Boilerpipe

To effectively identify the relevant content that needs to be extracted from a publisher's site, Marfeel applies a bot to accurately determine the content to be Marfeelized.  

Boilerpipe is the highly sophisticated collection of algorithms that essentially break down a publisher's article on their desktop website and identify the content to be replicated in the customer's Marfeel Progressive WebApp (PWA).

Each page of a customer's desktop site contains HTML with different UI elements and behaviors. Boilerpipe parses all the components of this HTML and determines which ones Marfeel requires. It then places these components inMarfeel'sservers to be modified and mirrored in that customer's Marfeel PWA with the optimized UX that drives engagement and maximizes ad revenue.

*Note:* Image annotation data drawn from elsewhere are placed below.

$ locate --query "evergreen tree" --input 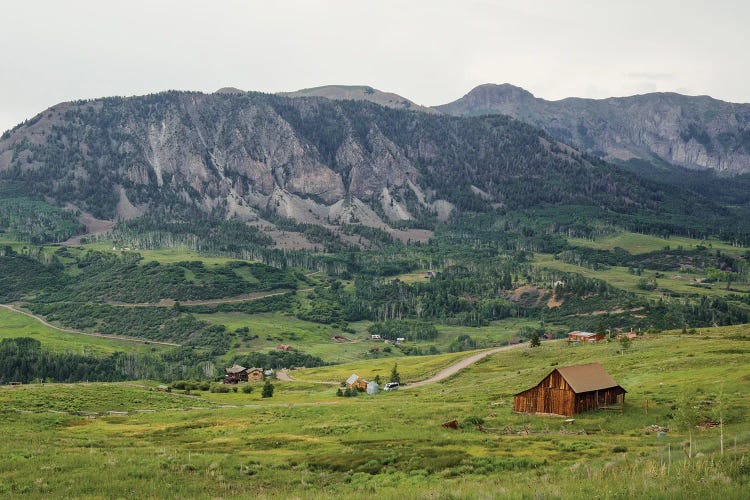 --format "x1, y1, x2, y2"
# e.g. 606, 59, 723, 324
261, 380, 274, 398
389, 363, 401, 384
529, 332, 541, 347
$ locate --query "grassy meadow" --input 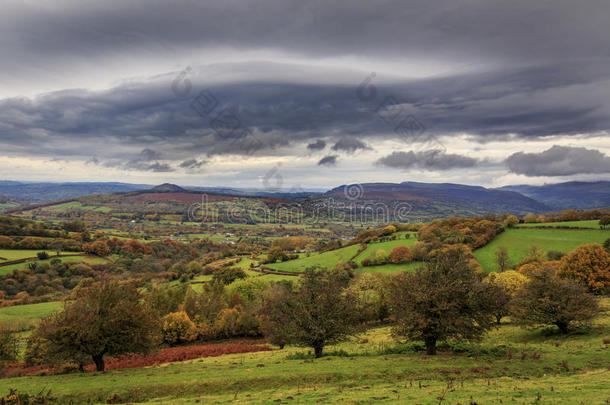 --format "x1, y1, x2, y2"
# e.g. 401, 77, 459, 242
267, 245, 360, 271
474, 228, 610, 272
0, 298, 610, 404
517, 219, 599, 229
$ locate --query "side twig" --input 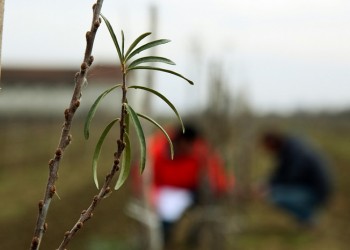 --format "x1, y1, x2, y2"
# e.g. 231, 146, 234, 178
58, 60, 127, 250
30, 0, 103, 250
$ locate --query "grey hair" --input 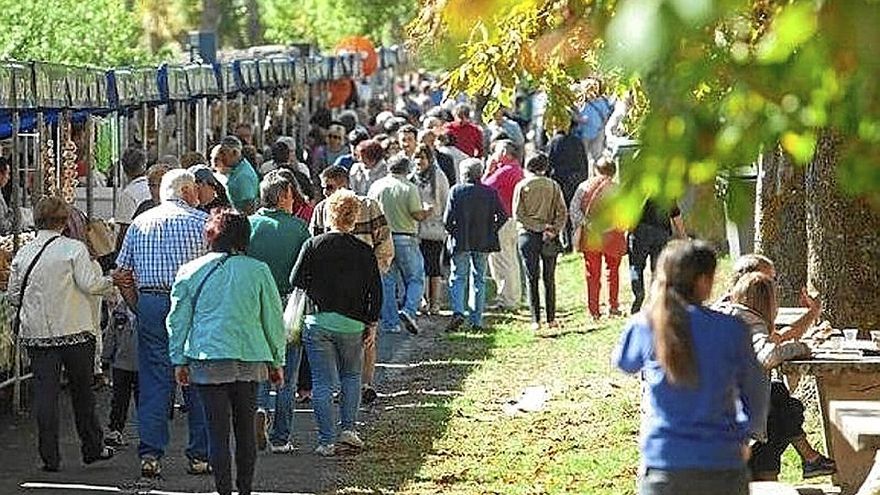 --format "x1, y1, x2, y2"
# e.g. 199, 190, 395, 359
388, 155, 412, 175
494, 139, 519, 160
458, 158, 483, 184
260, 170, 293, 208
159, 168, 196, 201
157, 155, 180, 168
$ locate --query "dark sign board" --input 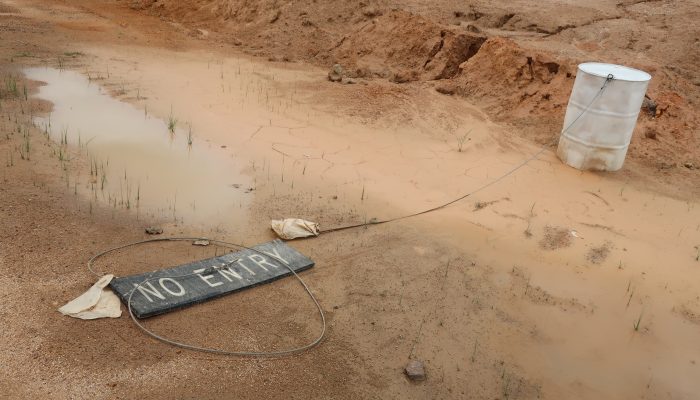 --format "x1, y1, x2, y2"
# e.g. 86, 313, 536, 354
109, 240, 314, 318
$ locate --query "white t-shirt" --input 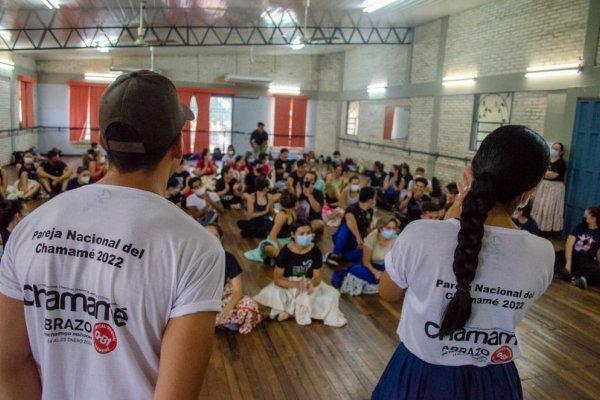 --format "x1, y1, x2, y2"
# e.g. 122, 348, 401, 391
0, 184, 225, 399
186, 192, 221, 211
385, 220, 554, 366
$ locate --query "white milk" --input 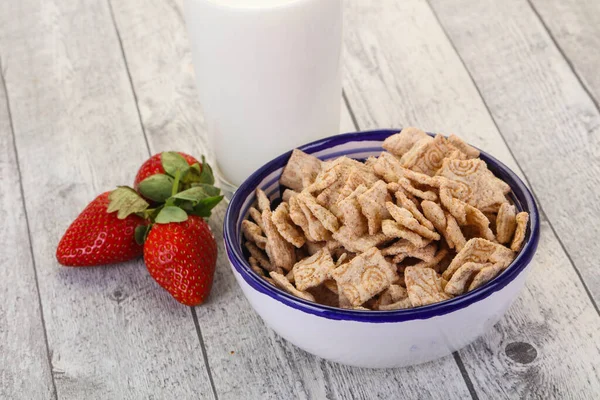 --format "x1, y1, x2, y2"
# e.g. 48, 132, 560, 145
185, 0, 342, 185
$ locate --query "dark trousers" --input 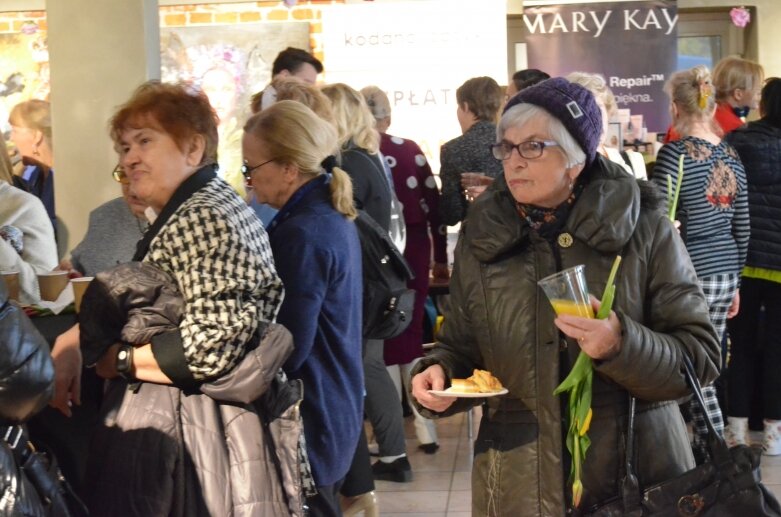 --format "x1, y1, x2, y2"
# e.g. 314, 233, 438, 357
727, 278, 781, 420
306, 481, 342, 517
340, 428, 374, 497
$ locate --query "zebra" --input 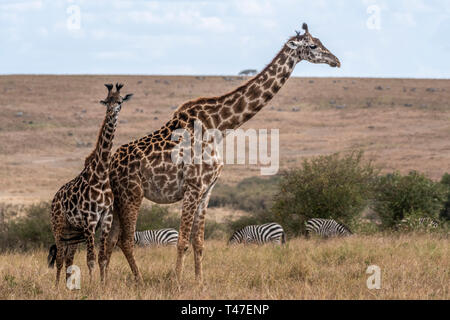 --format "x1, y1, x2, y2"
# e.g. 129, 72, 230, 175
228, 222, 286, 245
305, 218, 353, 238
419, 218, 439, 229
398, 217, 439, 230
134, 228, 178, 246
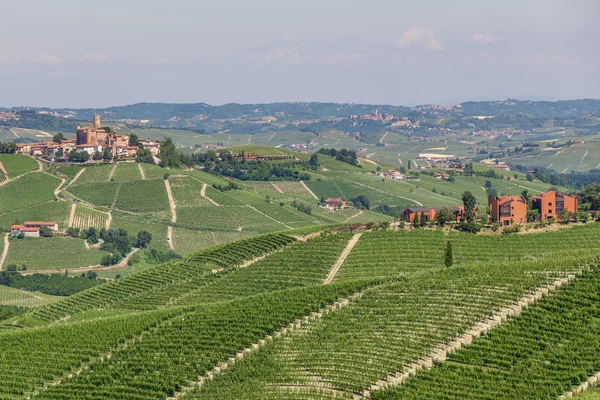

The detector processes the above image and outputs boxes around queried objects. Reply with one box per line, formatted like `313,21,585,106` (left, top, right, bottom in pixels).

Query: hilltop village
17,115,160,162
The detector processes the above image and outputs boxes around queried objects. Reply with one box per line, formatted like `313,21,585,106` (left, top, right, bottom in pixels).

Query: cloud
396,26,442,51
554,56,579,67
265,47,304,64
32,54,61,65
83,53,110,62
469,33,502,44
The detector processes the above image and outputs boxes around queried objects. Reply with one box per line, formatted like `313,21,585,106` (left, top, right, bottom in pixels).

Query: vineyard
72,205,108,229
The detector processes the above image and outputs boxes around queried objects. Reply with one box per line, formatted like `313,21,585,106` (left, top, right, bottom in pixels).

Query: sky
0,0,600,108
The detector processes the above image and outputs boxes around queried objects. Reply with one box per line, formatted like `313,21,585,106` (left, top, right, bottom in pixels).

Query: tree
136,231,152,249
444,242,454,268
158,137,181,168
462,191,477,223
85,227,98,244
129,133,144,149
525,173,533,182
40,226,52,237
308,153,319,170
135,149,154,164
102,147,112,161
52,132,65,143
435,207,453,226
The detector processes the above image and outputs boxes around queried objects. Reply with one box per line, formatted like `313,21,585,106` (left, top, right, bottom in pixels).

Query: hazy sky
0,0,600,107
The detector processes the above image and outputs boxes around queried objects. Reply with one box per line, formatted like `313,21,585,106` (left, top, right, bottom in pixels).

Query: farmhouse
488,196,527,226
402,206,465,222
17,115,160,161
325,197,347,210
531,190,579,221
10,221,58,237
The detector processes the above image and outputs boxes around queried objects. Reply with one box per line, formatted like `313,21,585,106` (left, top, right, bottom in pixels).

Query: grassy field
72,204,108,229
110,213,169,250
112,163,142,182
0,286,60,308
4,237,108,271
0,173,60,213
0,200,71,229
0,154,39,178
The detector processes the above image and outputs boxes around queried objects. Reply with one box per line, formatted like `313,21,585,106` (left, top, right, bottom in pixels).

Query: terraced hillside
0,225,600,399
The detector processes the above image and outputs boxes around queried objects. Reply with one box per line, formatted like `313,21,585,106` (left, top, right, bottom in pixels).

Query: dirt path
344,210,365,222
21,247,139,275
0,233,10,271
271,182,283,194
517,183,544,193
108,164,117,182
363,275,575,398
200,183,220,207
51,175,67,199
165,179,177,222
323,233,362,285
167,225,175,251
379,132,389,144
344,179,423,207
167,292,362,400
67,203,77,227
248,204,294,229
300,181,319,200
138,163,146,180
106,210,112,229
558,372,600,400
65,168,87,189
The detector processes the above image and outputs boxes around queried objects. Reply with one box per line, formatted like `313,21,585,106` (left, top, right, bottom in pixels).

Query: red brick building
531,190,579,221
488,196,527,226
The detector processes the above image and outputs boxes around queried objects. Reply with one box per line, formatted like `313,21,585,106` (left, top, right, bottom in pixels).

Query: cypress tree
444,242,454,268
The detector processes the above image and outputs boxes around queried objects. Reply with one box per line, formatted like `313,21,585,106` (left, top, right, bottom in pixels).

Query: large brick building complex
488,190,578,225
488,196,527,225
531,190,579,221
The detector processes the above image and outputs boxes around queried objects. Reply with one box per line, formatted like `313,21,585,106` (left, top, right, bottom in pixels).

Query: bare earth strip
344,210,365,222
364,275,575,398
0,233,10,271
167,225,175,251
200,183,220,207
67,168,87,187
271,182,283,194
21,247,139,275
138,163,146,180
558,372,600,400
167,292,362,400
248,204,294,229
108,164,117,182
323,233,362,285
344,179,423,207
300,181,319,200
67,203,77,227
165,179,177,222
106,211,112,229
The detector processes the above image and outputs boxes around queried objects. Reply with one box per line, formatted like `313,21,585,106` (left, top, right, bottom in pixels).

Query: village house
402,206,465,222
17,115,160,161
10,221,58,237
531,190,579,221
325,197,347,210
488,196,527,226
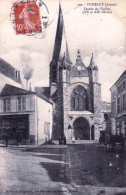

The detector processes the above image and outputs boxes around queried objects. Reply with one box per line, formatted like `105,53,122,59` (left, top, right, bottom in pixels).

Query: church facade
50,3,104,140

The components that the Marfeel Boilerpipe is designed to identify and store are integral elements for the article details such as text and the relevant media Marfeel requires. 

UI elements such as desktop advertising, sharing bars, or any latent content are elements that Boilerpipe determines extraneous because these are the components and behaviors that the Marfeel solution optimizes - which have been analyzed and substantiated through data analysis - to maximize engagement and in turn, the revenue generated per visit. 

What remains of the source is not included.